Carmageddon: Rogue Shift — The Vehicular-Combat Classic Reimagined as a Roguelite
Between 1997 and 2005, Carmageddon carved out a notorious niche with its chaotic destruction-derby racing across PCs, consoles, and handhelds — a run defined by a trilogy and several spinoffs. Stainless Games briefly resurrected the franchise with Carmageddon: Reincarnation in 2014 and followed with Carmageddon: Max Damage in 2016, but the series has been largely dormant until today, when a new spin-off was unveiled during the PC Gaming Show: Carmageddon: Rogue Shift.

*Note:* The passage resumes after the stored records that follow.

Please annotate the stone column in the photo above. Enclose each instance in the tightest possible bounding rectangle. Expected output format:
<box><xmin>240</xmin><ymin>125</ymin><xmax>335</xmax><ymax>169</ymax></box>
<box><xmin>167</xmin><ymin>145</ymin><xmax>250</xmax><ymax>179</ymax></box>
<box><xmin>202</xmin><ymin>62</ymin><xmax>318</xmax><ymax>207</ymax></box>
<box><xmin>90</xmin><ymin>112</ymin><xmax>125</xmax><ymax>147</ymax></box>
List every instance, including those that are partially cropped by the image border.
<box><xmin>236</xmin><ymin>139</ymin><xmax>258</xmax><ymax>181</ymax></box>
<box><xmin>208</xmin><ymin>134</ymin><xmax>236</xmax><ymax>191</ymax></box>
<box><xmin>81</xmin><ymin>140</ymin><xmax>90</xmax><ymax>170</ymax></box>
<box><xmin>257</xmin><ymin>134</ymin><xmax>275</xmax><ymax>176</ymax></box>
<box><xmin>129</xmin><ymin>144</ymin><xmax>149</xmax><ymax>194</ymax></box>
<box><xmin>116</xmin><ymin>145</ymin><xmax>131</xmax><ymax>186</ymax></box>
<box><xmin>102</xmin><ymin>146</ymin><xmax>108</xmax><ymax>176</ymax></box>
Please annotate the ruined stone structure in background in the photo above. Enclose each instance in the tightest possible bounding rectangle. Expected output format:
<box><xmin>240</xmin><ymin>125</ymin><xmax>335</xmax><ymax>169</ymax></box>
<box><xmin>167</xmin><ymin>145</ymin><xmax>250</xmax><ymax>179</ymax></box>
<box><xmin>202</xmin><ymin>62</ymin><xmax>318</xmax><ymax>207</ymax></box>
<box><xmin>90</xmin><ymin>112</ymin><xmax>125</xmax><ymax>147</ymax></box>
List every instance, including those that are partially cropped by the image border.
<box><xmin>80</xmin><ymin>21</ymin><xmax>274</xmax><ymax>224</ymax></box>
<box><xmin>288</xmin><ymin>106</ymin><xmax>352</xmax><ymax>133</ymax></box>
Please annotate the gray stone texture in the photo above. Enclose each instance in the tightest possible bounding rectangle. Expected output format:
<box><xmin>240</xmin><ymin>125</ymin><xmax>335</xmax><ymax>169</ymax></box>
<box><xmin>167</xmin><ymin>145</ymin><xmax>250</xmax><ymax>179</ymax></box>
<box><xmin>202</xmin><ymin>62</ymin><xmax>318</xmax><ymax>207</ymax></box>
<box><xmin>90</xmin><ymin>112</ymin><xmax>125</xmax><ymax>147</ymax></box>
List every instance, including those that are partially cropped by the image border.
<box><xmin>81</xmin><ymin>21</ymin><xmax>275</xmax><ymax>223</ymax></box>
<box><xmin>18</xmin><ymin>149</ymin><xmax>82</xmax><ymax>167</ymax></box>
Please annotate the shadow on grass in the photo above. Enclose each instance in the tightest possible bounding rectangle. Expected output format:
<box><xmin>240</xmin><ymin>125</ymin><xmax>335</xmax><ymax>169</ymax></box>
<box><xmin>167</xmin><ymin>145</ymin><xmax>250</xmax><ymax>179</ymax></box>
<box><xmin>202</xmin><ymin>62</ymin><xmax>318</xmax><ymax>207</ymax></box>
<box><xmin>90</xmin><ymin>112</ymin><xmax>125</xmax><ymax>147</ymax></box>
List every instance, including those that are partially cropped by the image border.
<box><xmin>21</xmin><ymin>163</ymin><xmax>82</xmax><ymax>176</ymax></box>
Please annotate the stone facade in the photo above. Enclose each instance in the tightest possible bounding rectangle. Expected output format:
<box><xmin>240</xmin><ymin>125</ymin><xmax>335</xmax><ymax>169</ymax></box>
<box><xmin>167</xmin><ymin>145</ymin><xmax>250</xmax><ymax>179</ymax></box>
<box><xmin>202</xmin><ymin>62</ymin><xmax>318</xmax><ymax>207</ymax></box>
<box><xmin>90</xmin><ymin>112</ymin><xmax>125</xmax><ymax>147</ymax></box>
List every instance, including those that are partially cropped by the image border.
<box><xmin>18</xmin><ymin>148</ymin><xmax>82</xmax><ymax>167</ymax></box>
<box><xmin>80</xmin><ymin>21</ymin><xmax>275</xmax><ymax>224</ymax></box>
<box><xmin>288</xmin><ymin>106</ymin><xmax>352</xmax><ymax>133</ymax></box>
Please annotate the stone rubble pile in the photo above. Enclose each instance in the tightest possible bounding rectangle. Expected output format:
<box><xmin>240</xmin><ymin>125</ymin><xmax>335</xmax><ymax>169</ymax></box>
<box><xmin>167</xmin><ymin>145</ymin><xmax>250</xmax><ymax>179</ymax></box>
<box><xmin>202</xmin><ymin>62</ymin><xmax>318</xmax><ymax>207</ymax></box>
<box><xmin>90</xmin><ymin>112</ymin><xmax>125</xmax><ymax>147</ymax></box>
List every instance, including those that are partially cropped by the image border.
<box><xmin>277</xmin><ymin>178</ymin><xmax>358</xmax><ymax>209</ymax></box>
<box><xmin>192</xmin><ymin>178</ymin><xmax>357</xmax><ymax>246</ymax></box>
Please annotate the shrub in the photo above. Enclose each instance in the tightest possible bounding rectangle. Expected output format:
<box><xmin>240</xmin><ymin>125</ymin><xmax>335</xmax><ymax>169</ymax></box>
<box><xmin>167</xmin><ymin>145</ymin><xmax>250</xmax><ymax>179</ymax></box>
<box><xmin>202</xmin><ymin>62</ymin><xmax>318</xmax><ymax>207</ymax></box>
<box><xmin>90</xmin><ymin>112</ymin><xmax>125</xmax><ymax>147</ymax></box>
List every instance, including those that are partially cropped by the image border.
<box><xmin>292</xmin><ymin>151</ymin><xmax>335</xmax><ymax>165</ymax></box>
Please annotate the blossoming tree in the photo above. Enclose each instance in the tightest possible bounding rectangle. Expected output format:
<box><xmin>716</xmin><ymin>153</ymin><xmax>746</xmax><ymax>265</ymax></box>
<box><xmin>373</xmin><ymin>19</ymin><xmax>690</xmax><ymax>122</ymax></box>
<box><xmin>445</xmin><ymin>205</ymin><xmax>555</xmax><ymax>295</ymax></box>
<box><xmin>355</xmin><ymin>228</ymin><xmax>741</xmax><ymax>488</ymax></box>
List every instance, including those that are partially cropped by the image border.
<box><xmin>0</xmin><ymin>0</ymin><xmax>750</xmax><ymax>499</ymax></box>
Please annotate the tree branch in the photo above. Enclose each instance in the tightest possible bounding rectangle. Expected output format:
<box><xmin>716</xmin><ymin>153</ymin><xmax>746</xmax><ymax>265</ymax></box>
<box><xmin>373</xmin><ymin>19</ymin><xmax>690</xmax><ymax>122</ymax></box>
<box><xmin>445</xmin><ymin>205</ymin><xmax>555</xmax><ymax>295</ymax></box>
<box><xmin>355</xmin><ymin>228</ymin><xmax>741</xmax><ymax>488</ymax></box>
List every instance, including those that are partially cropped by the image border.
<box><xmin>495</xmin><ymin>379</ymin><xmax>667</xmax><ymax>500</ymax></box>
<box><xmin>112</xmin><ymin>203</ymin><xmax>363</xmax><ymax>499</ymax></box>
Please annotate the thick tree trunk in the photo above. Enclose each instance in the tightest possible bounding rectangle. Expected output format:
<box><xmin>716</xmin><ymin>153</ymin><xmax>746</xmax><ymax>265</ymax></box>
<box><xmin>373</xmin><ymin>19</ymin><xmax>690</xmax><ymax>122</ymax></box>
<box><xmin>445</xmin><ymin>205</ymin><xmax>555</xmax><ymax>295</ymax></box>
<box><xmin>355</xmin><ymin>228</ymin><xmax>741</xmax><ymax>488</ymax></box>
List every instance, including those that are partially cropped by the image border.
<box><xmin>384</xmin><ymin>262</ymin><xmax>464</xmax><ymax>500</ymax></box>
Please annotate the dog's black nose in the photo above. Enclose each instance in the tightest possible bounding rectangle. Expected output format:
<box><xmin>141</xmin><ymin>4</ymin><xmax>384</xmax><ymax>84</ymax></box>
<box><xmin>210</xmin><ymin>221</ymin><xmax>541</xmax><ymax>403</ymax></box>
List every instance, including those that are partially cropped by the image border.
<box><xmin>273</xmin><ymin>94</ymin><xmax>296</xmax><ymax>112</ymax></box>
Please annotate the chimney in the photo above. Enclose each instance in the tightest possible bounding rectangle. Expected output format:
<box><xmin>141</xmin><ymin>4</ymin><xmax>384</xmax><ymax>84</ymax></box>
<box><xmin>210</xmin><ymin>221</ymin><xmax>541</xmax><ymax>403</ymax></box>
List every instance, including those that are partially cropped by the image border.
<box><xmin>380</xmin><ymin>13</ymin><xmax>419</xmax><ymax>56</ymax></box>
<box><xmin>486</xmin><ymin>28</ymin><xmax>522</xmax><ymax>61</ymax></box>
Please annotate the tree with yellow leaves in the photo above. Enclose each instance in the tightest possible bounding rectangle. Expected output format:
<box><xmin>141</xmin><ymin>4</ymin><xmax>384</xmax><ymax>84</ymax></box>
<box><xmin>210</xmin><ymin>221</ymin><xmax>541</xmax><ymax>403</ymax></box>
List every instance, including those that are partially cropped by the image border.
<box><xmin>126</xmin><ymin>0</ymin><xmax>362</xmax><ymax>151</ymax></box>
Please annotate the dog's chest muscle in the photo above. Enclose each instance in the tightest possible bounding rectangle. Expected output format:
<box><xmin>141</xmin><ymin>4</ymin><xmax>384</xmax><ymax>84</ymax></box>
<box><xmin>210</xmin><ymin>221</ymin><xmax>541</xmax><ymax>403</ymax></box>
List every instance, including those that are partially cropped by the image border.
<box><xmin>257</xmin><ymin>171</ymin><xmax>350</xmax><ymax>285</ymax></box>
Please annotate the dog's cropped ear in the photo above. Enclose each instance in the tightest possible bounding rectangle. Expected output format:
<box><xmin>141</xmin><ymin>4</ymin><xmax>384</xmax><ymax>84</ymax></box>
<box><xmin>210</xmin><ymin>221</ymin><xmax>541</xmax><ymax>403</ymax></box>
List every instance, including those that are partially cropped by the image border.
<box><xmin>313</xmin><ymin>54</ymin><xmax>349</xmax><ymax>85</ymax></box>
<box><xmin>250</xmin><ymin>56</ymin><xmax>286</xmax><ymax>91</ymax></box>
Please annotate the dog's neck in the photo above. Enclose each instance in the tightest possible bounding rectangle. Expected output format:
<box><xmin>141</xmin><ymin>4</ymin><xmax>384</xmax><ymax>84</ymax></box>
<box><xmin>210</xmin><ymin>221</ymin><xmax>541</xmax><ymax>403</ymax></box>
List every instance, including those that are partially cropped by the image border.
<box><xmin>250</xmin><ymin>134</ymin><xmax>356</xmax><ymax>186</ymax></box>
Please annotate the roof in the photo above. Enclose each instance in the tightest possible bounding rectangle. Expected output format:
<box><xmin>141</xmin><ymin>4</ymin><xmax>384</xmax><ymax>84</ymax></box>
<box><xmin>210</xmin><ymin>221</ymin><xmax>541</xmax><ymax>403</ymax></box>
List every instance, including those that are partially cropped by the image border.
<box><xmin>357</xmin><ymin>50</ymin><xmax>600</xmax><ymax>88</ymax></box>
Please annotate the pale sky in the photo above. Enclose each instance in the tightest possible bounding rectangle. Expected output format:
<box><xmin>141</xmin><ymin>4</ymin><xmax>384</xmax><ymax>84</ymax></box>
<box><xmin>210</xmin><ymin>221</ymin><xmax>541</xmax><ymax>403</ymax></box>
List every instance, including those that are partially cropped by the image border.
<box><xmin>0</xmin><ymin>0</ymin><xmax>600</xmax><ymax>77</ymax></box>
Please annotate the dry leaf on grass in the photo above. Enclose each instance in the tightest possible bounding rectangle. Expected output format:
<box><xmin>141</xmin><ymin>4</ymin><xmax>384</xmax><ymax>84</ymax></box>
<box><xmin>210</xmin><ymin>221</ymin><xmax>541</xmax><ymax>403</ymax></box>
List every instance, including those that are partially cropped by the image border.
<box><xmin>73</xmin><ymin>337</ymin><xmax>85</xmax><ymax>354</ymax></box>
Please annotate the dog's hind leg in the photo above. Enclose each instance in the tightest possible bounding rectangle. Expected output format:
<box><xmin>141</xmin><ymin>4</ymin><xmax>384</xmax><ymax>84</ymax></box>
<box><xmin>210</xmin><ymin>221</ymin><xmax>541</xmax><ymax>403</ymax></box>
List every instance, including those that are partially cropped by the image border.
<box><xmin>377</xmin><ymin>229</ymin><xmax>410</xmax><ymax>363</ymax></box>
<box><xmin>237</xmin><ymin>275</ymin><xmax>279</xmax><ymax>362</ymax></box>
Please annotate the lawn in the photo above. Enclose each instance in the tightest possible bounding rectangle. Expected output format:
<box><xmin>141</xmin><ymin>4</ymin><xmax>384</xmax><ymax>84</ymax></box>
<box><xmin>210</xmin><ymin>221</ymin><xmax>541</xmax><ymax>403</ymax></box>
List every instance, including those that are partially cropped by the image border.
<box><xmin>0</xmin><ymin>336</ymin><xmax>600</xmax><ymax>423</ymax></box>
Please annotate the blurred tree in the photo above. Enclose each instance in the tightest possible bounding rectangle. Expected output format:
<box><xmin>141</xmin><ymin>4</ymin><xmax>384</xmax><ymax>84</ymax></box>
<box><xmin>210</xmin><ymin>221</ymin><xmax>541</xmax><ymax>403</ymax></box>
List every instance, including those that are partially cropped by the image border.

Rogue Shift grafts roguelite design onto the series’ arcade-style vehicular mayhem. Each attempt drops you into a procedurally arranged city where you’ll choose routes on a branching map, confront bosses, and assemble loadouts of weapons, perks, and vehicle classes. Runs unfold under a shifting day/night cycle with dynamic weather — and when night falls, streets fill with ravenous zombie hordes. Progression is persistent through unlocks, encouraging experimentation with tactical builds and daring driving maneuvers as you chase victory in the Carmageddon street-racing tournament.
According to game director Giuseppe Enrico Franchi, the goal is to refresh the franchise while preserving its core identity: exploration, destructive creativity, and fast, brutal encounters. The team aims to have players adapt on the fly, upgrade their arsenals, and gleefully unleash chaos on both rivals and zombie swarms from behind the wheel.
The last two Carmageddon console entries — Reincarnation and Max Damage — received lukewarm critical responses, each averaging scores in the 50s on aggregate sites. Rogue Shift is being developed by 34BigThings, a new partner for the franchise; that studio’s most recent racing effort, Redout 2, earned generally favorable notices (reaching roughly the high 70s on Metacritic) with many reviewers praising its speed and handling.
Carmageddon: Rogue Shift is scheduled to launch on PlayStation 5, Xbox Series X|S, Switch 2, and PC in early 2026.